Tuesday, June 28, 2005

Sports Parents-Jimmy's Approach

I read an interesting, but disturbing article in The York Times sports section today. Bill Pennington describes a recent incident at a private all-girls Catholic high school in Connecticut where a father upset that his daughter had been suspended for three softball games because she missed a game to attend a prom, clubbed the coach six times with an aluminum bat. He goes on to say that “youth sports experts are well aware of the trend toward a new category of confrontations-those between parents and coaches.” These experts point to one overriding factor as the cause-pursuit for college athletic scholarships.

While this may be true, I suspect it is really a more complex issue. Why we are as involved as spectators in our children’s or grandchildren’s sports activities? Is it to show support? Is it because we enjoy watching kids play or could it be we want our children to become who we were or were not in our youth? Maybe we can learn something from the way my dad approached my development as a swimmer.

When I was a young kid swimming competitively at the Germantown Y, I wondered why my dad never came to my meets as did so many other parents. He never attended my high school dual meets or college meets, until the Temple meet during my sophomore year. Most of you have heard me tell that story. He did attend the two most important meets of my career. They were the two times Central High School competed for the city championship.

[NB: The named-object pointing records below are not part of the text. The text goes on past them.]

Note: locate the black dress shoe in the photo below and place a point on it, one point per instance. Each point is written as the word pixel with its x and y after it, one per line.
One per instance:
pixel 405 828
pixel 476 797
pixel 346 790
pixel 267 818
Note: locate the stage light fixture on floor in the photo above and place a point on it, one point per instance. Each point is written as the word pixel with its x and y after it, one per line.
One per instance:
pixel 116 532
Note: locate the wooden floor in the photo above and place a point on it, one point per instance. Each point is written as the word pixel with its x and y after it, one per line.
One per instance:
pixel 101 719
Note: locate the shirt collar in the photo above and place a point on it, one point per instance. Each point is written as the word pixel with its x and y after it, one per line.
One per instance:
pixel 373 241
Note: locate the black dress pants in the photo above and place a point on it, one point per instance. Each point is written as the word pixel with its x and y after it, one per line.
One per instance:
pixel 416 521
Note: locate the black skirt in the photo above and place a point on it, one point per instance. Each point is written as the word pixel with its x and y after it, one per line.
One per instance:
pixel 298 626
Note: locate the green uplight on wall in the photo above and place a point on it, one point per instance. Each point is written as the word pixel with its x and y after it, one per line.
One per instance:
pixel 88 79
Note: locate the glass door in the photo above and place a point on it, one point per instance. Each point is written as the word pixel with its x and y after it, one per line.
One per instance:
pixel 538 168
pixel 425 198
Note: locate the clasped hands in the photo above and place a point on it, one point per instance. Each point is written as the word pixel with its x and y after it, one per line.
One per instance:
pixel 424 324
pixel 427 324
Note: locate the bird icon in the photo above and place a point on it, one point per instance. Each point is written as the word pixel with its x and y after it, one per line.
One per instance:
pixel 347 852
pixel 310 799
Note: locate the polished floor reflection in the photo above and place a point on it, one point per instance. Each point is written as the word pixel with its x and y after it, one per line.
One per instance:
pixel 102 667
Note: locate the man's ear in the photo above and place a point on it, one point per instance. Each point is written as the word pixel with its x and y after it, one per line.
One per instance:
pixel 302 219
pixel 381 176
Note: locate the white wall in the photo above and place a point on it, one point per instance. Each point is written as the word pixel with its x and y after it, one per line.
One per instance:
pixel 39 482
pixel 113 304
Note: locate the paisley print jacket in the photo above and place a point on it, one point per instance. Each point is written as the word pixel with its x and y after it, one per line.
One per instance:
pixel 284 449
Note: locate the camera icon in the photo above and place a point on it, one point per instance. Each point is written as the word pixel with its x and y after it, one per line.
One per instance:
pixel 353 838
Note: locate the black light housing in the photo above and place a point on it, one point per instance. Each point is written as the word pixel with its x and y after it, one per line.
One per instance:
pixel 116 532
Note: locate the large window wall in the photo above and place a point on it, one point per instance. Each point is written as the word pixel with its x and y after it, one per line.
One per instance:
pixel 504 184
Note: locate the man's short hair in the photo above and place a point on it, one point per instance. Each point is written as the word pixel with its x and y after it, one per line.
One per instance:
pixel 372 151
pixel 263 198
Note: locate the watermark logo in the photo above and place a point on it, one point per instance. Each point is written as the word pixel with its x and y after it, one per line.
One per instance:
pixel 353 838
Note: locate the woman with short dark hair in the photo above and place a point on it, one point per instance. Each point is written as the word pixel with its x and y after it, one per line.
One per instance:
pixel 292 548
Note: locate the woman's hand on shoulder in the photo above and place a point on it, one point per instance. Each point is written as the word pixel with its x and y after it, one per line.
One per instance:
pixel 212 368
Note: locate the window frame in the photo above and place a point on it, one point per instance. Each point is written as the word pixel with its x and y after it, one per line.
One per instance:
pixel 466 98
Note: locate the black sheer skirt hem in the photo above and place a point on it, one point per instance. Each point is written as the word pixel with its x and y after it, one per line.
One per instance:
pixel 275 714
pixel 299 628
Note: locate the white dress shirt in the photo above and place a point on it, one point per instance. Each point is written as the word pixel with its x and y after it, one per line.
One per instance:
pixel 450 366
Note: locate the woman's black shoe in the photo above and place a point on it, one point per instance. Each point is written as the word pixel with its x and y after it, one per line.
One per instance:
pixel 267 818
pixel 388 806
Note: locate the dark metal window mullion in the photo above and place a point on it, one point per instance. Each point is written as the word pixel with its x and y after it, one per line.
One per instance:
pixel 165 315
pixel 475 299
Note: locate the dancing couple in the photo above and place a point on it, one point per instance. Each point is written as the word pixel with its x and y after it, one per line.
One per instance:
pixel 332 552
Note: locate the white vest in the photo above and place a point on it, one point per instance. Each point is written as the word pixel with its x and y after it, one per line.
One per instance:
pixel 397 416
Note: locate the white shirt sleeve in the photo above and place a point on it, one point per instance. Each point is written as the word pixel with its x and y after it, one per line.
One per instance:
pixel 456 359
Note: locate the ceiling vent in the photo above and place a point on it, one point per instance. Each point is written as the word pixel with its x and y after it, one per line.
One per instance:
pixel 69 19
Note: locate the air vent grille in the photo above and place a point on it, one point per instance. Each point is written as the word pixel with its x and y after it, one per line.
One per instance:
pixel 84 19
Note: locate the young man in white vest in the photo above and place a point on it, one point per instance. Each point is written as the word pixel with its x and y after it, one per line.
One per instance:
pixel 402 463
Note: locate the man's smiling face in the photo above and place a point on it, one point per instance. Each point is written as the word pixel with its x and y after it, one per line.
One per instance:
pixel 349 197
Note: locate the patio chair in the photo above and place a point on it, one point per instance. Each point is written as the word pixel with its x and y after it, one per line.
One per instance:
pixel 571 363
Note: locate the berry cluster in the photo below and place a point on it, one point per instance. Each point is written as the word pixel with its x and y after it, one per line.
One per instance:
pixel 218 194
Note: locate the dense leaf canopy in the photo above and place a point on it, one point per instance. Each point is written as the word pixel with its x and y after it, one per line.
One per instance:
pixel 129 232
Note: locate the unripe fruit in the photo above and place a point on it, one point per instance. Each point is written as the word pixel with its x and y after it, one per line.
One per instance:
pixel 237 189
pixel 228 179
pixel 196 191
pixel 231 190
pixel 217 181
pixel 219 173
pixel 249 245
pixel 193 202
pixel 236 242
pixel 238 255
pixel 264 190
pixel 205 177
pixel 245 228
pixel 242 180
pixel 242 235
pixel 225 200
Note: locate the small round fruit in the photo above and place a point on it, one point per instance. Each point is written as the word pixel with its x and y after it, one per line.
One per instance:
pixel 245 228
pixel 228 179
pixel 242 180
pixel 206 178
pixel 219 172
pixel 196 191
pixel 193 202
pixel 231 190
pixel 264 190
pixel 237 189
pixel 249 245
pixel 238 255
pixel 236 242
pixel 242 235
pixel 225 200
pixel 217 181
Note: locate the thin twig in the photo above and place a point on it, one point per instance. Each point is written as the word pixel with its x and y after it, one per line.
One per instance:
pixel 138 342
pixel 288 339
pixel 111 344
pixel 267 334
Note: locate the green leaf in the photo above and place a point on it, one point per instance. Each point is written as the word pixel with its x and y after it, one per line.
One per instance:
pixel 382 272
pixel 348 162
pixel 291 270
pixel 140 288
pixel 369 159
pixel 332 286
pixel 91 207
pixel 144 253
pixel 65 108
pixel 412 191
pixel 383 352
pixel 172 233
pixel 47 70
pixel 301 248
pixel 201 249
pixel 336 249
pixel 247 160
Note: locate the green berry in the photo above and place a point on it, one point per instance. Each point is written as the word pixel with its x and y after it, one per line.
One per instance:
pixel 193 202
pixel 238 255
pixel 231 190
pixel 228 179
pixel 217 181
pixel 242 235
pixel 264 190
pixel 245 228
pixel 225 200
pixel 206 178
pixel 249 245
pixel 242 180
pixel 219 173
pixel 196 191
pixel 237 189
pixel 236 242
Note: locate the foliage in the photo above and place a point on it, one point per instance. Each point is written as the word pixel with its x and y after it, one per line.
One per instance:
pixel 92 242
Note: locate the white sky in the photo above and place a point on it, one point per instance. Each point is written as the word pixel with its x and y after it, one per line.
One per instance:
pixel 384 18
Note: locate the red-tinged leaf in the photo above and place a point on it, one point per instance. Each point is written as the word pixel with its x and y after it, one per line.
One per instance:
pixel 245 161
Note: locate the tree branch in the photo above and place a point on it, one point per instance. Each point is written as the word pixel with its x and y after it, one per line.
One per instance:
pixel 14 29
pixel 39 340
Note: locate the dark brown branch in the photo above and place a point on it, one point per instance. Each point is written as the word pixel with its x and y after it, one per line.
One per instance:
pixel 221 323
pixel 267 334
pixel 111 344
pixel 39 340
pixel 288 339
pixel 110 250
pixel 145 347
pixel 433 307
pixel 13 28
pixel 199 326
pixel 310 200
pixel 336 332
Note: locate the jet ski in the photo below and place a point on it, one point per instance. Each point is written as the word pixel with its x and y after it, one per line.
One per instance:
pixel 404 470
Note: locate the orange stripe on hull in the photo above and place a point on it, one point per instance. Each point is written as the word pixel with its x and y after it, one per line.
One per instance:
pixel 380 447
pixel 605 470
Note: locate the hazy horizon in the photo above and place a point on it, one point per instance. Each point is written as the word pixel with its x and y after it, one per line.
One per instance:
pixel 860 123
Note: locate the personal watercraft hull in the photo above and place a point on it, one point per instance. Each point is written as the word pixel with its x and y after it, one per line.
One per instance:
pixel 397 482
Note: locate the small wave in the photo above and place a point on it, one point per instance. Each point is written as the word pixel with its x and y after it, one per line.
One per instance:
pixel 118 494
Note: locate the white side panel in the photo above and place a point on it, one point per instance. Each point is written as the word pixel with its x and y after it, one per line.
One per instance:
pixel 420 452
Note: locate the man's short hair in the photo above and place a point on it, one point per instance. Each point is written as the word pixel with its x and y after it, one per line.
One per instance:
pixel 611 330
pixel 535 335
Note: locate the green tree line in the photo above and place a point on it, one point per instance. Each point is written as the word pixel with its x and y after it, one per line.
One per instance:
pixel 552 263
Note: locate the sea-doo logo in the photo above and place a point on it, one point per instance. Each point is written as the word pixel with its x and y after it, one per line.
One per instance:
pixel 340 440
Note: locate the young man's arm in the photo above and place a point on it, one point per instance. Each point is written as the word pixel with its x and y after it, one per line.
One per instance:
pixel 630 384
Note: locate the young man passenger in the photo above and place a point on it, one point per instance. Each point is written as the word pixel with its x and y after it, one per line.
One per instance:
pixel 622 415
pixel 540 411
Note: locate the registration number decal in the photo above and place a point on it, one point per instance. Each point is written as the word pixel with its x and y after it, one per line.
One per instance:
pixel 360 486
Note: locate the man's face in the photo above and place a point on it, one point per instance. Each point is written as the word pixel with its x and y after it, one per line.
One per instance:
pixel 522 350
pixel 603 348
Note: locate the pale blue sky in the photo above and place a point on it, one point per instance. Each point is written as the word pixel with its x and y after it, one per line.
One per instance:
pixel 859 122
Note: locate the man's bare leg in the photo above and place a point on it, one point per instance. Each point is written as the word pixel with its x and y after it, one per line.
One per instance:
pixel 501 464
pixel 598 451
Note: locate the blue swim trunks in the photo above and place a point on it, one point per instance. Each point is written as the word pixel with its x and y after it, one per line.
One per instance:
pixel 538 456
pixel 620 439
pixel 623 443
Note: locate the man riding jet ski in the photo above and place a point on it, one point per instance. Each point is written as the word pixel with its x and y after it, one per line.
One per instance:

It took me many years to begin to understand what he was teaching me. 1) You’re just a kid, have fun, you don’t need any more pressure from your father than what you get at home. 2) Go as far as you can on your own. 3) I’ll be there to support you at the really critical times.

Jimmy was such a competitive person and great coach that he could easily have made me a much better swimmer and probably have dominated my career, but he chose a different approach and I learned a valuable lesson.

I welcome your comments.

Saturday, June 25, 2005

McAdoo Irish Roots

I recently conducted a surname search using the research capability of the Irish Times, To access information about where McAdoo families lived in the 1850s, click on this link, then type McAdoo in the Surname Search box and click Go.

The data is relevant to my search for the birthplace of my great great grandfather, William McAdoo. He was born in Northern Ireland between 1830 and 1835. He immigrated to Philadelphia between 1848 and 1853.

Friday, June 24, 2005

Memories of Jimmy

While I continue researching information on the McAdoo, Smith, and Peel families, I have shifted my focus back to my dad during the past few weeks. I have started contacting Jimmy's former swimmers at Swarthmore College and asking them to recall some of their memories of him. I would like to share a portion of the notes I received from Bill Ehrhart and Don Cassidy.

Bill wrote, "I’m very glad to hear from you. There’s hardly a week goes by that I don’t have occasion to think of your dad, even after all these years. You may not know this about me—there’s no reason you should—but I arrived at Swarthmore only after three years in the U.S. Marine Corps including a combat tour in Vietnam. I was wrestling with demons my peers and classmates could not even begin to imagine. Indeed, even the adults around me, professors and whatnot, didn’t seem to have a clue; they never let on that John Milton and the Third Crusade and the anthropology of Nepalese village life weren’t the most important things in the world. My years at Swarthmore were lonely and difficult. Jimmy was one of only three people who understood that I was not like the other students. Jimmy was one of only three people at Swarthmore that I could ever feel comfortable with or talk to about things that mattered. I loved him then and love him still."

Don wrote, "During my lifetime, I have collected mentors to guide me through various stages in my journey from childhood to adulthood: my father, several teachers, several friends, supervisors in various work settings, and a variety of coaches were all such mentors. At the age of 51, I count Jimmy McAdoo among the most important mentors in my life. From fall, 1971 through spring, 1972, Jimmy was a gentle giant in my life. His unique leadership blended humor, work, and a deep respect for each of his swimmers for more than three decades. He told us stories. He told us that Swarthmore was an "ivy" school, and if we doubted it, we could look up to the ceiling of the ancient Hall Gym pool (where the men's and women's teams still practiced and competed before the new pool was built), and if we looked closely, we could see ivy growing through the cracks between the walls and the ceiling."